Ministerium schafft neue Plattform, um den Verkauf von Plätzen für Passplanung zu erschweren
Das italienische Außenministerium erstellt ein neues System zur Planung von Reisepässen. Die Informationen wurden von Luigi Vignali, Generaldirektor von Farnesina, der für Italiener im Ausland zuständigen Agentur, enthüllt.
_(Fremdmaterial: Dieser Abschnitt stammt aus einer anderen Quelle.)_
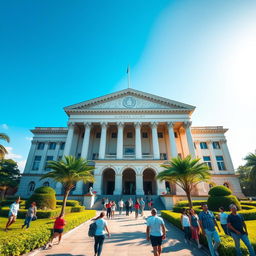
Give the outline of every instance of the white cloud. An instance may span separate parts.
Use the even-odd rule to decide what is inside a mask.
[[[8,130],[9,129],[9,126],[7,124],[1,124],[1,127],[4,129],[4,130]]]

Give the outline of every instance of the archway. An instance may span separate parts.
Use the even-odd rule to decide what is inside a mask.
[[[156,195],[156,174],[154,170],[148,168],[143,172],[143,190],[145,195]]]
[[[133,169],[125,169],[123,171],[123,194],[135,195],[136,192],[136,173]]]
[[[115,171],[111,168],[104,170],[103,182],[102,182],[102,193],[103,195],[113,195],[115,190]]]

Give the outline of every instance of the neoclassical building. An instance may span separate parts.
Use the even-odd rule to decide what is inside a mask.
[[[36,127],[18,194],[28,197],[47,185],[62,194],[60,183],[40,180],[49,160],[74,155],[95,166],[94,184],[78,182],[72,196],[88,187],[98,195],[184,195],[177,186],[156,181],[160,165],[188,154],[201,158],[212,173],[209,184],[194,188],[207,195],[211,186],[225,185],[240,196],[241,188],[222,126],[191,126],[194,106],[134,89],[125,89],[64,108],[67,127]]]

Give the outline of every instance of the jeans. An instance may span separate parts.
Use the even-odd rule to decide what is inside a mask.
[[[97,254],[97,256],[101,255],[102,246],[104,242],[105,236],[94,236],[94,253]]]
[[[185,239],[186,240],[190,240],[191,239],[190,227],[184,227],[184,234],[185,234]]]
[[[228,230],[228,224],[221,224],[221,227],[226,235],[230,235]]]
[[[32,220],[32,217],[26,217],[25,222],[24,222],[24,226],[29,228],[31,220]]]
[[[238,256],[242,255],[242,251],[240,249],[240,240],[242,240],[244,242],[244,244],[246,245],[246,247],[248,248],[250,256],[255,256],[254,249],[253,249],[253,247],[250,243],[250,240],[249,240],[247,234],[238,235],[234,232],[230,232],[230,233],[231,233],[231,236],[232,236],[232,238],[234,239],[234,242],[235,242],[236,255],[238,255]]]
[[[205,229],[205,236],[208,242],[208,247],[210,250],[210,254],[211,256],[215,256],[215,250],[217,250],[217,248],[220,245],[220,237],[219,234],[217,233],[216,230],[214,231],[210,231],[208,229]],[[214,240],[214,245],[213,245],[213,240]]]

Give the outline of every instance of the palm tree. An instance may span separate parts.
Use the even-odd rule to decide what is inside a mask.
[[[244,160],[246,160],[246,167],[250,168],[249,178],[251,181],[256,181],[256,154],[249,153]]]
[[[210,179],[210,172],[205,163],[200,163],[200,159],[192,159],[189,155],[184,159],[180,157],[172,158],[168,164],[162,164],[165,170],[157,175],[160,181],[169,181],[180,186],[186,193],[189,206],[192,207],[191,191],[194,186]]]
[[[65,213],[65,207],[70,191],[75,187],[76,182],[82,180],[84,183],[94,182],[94,166],[89,166],[88,161],[74,156],[65,156],[60,161],[48,161],[46,168],[52,171],[42,175],[42,179],[51,178],[62,183],[64,187],[64,198],[61,214]]]
[[[5,133],[0,133],[0,140],[5,140],[8,143],[10,142],[9,136]],[[4,158],[5,154],[8,154],[8,151],[3,145],[0,144],[0,160]]]

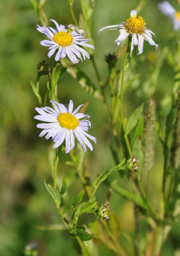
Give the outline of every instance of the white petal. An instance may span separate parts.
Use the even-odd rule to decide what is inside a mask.
[[[69,153],[71,149],[71,139],[70,139],[70,130],[67,129],[66,134],[66,147],[65,151],[66,154]]]
[[[72,114],[72,109],[73,109],[73,102],[72,100],[70,100],[69,102],[69,107],[68,108],[68,112],[69,112],[70,114]]]
[[[75,110],[74,110],[72,113],[72,115],[73,115],[73,116],[75,116],[75,114],[76,114],[78,111],[79,110],[79,109],[82,106],[84,106],[84,104],[81,104],[80,105],[79,105],[77,108],[76,108]],[[80,113],[79,113],[80,114]],[[79,118],[79,117],[78,117],[78,118]],[[78,119],[78,118],[77,118]]]
[[[152,38],[148,35],[145,33],[144,34],[144,37],[145,40],[146,40],[149,44],[150,45],[154,45],[156,47],[155,51],[156,51],[158,47],[158,44],[157,44],[153,40]]]
[[[56,26],[56,27],[57,28],[57,30],[58,31],[59,31],[60,30],[60,28],[59,27],[59,26],[57,22],[55,20],[52,20],[52,21],[54,22]]]
[[[53,54],[54,54],[55,52],[56,52],[56,48],[53,48],[52,49],[51,49],[51,50],[49,51],[48,53],[48,56],[49,58],[50,58],[51,56],[52,56]]]
[[[104,29],[105,29],[106,28],[107,28],[108,29],[110,29],[111,28],[115,28],[115,29],[117,29],[117,28],[118,26],[119,26],[119,24],[118,25],[112,25],[110,26],[106,26],[106,27],[104,27],[103,28],[100,28],[98,31],[98,34],[99,34],[99,32],[101,32],[101,31],[102,31]],[[115,29],[114,28],[114,29]]]
[[[53,145],[53,148],[56,148],[60,146],[60,145],[61,145],[63,143],[65,138],[66,131],[67,129],[64,129],[64,133],[62,135],[61,137]]]
[[[66,46],[65,48],[67,55],[72,63],[74,64],[76,64],[77,63],[78,63],[79,61],[77,59],[76,55],[68,46]]]
[[[144,45],[144,37],[141,35],[138,35],[138,49],[139,52],[137,54],[137,55],[141,54],[143,52],[143,46]]]
[[[125,29],[122,29],[120,31],[120,35],[118,37],[118,38],[114,41],[116,45],[117,45],[115,47],[115,50],[116,50],[117,47],[118,47],[121,42],[125,40],[129,35],[129,33],[128,33]]]
[[[136,16],[137,16],[137,12],[136,10],[131,10],[131,12],[130,13],[130,16],[133,17],[134,15],[135,15]]]
[[[171,18],[174,15],[176,10],[168,1],[163,1],[158,4],[158,7],[163,13]]]

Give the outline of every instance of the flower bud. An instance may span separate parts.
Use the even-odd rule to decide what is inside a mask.
[[[109,220],[110,218],[110,211],[112,209],[110,208],[109,204],[106,205],[106,202],[104,202],[96,211],[96,213],[98,217],[102,220],[106,221],[107,220]]]
[[[125,163],[125,166],[127,170],[132,172],[139,172],[138,170],[140,170],[139,166],[138,164],[139,160],[137,157],[134,156],[132,156],[132,158],[129,159]]]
An der Anhörung, die diese Woche im Ausschuss für auswärtige Beziehungen der Abgeordnetenkammer stattfand, nahm der Abgeordnete Roberto Lorenzato (Lega) teil.
Laut Vignali will das Ministerium eine Plattform schaffen, die eindeutig diejenigen identifiziert, die tatsächlich an der Ausstellung oder Verlängerung von Pässen interessiert sind, und so die Terminmafia ausmerzt. „Eine Wunde, die wir bekämpfen wollen“, sagte der Direktor.
„Wir werden in dreierlei Hinsicht handeln: Auf der neuen Plattform wird es eine Warteliste für diejenigen geben, die keinen Termin vereinbaren können. Wer einen Termin sucht, erhält einen QR-Code, über den er die Reservierung lediglich bestätigen kann ein Passwort, das per SMS bestätigt wird. Dabei handelt es sich um Praktiken, die der Individualisierung von Terminen dienen“, erklärte Vignali.
Für die Vereinbarung eines Termins zur Ausstellung eines italienischen Reisepasses bei Konsulaten in Brasilien verlangen Unternehmen beispielsweise zwischen 250 und 900 R$.
Es war nicht bekannt, wann das neue Planungssystem in Betrieb geht.